Le prochain responsable de l’Office for Budget Responsibility (OBR), l’organisme indépendant de surveillance des finances publiques du Royaume-Uni, a prévenu le Premier ministre désigné Andy Burnham qu’une tentative de stimuler la croissance par des dépenses financées par l’emprunt risquerait de nourrir l’inflation au lieu de relancer l’économie. Cet avertissement intervient alors que les marchés obligataires ont déjà amorcé un mouvement de défiance après que M. Burnham a évoqué la possibilité d’utiliser « toute flexibilité » offerte par les règles budgétaires du gouvernement.

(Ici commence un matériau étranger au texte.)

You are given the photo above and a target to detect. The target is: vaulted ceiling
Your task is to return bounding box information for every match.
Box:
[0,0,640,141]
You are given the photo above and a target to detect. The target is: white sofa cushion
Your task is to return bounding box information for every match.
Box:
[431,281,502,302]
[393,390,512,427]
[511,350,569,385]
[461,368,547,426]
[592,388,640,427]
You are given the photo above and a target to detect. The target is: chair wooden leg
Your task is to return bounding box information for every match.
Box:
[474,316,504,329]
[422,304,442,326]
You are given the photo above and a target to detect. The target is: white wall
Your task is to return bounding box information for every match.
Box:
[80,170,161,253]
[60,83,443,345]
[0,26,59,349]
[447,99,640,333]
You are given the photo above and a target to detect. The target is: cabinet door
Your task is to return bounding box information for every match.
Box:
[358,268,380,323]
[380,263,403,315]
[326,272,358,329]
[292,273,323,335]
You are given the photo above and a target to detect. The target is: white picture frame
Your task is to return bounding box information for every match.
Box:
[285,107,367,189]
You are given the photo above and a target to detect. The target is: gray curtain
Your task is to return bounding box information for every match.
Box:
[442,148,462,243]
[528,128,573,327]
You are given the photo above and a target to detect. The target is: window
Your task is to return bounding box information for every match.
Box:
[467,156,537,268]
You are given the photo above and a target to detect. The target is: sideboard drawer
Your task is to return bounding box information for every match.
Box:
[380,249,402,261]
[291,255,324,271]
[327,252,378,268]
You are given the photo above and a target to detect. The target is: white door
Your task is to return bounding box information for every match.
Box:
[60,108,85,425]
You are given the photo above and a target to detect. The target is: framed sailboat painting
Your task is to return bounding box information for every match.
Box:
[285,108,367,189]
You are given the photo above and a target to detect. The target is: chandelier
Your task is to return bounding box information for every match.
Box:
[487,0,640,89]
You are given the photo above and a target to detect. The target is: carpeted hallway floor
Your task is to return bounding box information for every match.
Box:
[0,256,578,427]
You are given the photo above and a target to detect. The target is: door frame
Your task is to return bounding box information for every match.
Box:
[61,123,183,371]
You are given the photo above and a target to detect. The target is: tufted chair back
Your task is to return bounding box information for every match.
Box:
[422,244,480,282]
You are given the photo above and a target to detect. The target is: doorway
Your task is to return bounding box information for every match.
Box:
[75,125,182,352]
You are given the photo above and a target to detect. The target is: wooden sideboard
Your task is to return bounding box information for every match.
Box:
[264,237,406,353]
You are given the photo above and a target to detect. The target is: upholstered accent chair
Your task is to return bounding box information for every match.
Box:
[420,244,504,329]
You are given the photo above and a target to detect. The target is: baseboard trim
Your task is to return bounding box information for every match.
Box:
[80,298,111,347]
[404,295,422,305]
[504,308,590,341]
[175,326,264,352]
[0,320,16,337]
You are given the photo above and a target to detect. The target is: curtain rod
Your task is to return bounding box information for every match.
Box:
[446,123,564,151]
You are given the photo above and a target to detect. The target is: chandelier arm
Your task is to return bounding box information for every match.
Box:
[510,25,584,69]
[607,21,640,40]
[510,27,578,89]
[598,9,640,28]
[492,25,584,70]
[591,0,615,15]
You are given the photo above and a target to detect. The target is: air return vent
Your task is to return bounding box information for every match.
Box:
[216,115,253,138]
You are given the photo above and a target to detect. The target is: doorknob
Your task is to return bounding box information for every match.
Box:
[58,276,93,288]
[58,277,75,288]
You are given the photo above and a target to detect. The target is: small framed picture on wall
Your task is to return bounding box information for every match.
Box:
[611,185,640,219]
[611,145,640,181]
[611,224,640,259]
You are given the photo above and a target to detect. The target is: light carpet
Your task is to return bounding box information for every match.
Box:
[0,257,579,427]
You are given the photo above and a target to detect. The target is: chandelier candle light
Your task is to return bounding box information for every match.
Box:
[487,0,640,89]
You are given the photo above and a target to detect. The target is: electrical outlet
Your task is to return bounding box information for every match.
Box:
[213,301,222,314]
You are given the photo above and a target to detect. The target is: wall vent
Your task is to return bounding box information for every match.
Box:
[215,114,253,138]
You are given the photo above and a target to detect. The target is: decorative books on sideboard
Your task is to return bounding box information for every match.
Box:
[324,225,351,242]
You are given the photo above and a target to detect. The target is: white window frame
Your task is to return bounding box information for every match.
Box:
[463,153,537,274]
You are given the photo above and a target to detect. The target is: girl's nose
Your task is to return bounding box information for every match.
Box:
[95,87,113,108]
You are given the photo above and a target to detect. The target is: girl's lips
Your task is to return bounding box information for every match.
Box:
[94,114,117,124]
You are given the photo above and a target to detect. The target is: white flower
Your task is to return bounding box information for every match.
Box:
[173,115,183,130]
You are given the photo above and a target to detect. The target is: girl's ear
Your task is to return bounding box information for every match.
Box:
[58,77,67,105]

Un signal d’alarme sur la dette
Selon des sources proches du nouveau pouvoir exécutif, le chef désigné du chien de garde budgétaire a souligné que toute hausse des dépenses publiques non compensée par des recettes supplémentaires ou des économies équivalentes risquerait de raviver les tensions inflationnistes, compromettant ainsi la crédibilité de la politique économique du gouvernement. L’OBR, chargé de produire des prévisions indépendantes, joue un rôle clé dans l’évaluation de la soutenabilité de la dette. Son avertissement rejoint les inquiétudes exprimées par les investisseurs sur les marchés obligataires, où le rendement des gilts (emprunts d’État britanniques) a continué de grimper ces derniers jours.
Le FMI alerte sur les risques budgétaires
Parallèlement, le Fonds monétaire international (FMI) a adressé à M. Burnham une série de mises en garde coordonnées. Dans le cadre de ses consultations annuelles avec le Royaume-Uni, l’institution multilatérale a estimé que le pays ne pouvait pas se permettre d’accroître significativement ses dépenses publiques sans mettre en péril l’équilibre budgétaire. Le FMI recommande une « approche prudente » face aux pressions fiscales qui s’accumulent, notamment le vieillissement de la population et les besoins d’investissement public.
Sur le volet fiscal, le Fonds a également déconseillé au nouveau Premier ministre de relever le taux supérieur de l’impôt sur le revenu, estimant qu’une telle mesure découragerait l’activité économique. À l’inverse, il suggère d’augmenter les prélèvements sur les bas salaires, une option politiquement délicate pour un gouvernement de centre gauche.
Les stigmates de la crise Truss
Le FMI a par ailleurs rappelé que la crise budgétaire déclenchée par les annonces non financées de Liz Truss en 2022 a laissé des cicatrices durables sur la perception des marchés. Les investisseurs obligataires seraient désormais beaucoup plus sensibles aux signaux de laxisme budgétaire, ce qui accroît le coût de l’emprunt pour l’État. Ce contexte de nervosité permanente contraint la marge de manœuvre de M. Burnham, qui a fait campagne sur des promesses d’investissements publics massifs.
Réaction des marchés obligataires
Les gilts ont prolongé leur repli après les commentaires de M. Burnham, traduisant la crainte des opérateurs de voir le gouvernement adopter une politique budgétaire expansionniste sans financement clair. Les analystes soulignent que le spread entre les emprunts britanniques et allemands s’est creusé, signe d’une prime de risque accrue. Cette défiance pourrait contraindre l’exécutif à revoir ses ambitions à la baisse ou à annoncer des réformes structurelles pour rassurer les investisseurs.
Un équilibre délicat pour le nouveau gouvernement
Alors que M. Burnham s’apprête à former son équipe ministérielle, il doit concilier des attentes élevées en matière de services publics et de transition écologique avec une réalité budgétaire sévère. Les signaux contradictoires – recherche de flexibilité d’un côté, mise en garde de l’OBR et du FMI de l’autre – soulignent la difficulté de la tâche. La publication des prévisions actualisées de l’OBR, attendue dans les prochaines semaines, offrira un premier test de crédibilité pour le nouveau locataire du 10 Downing Street.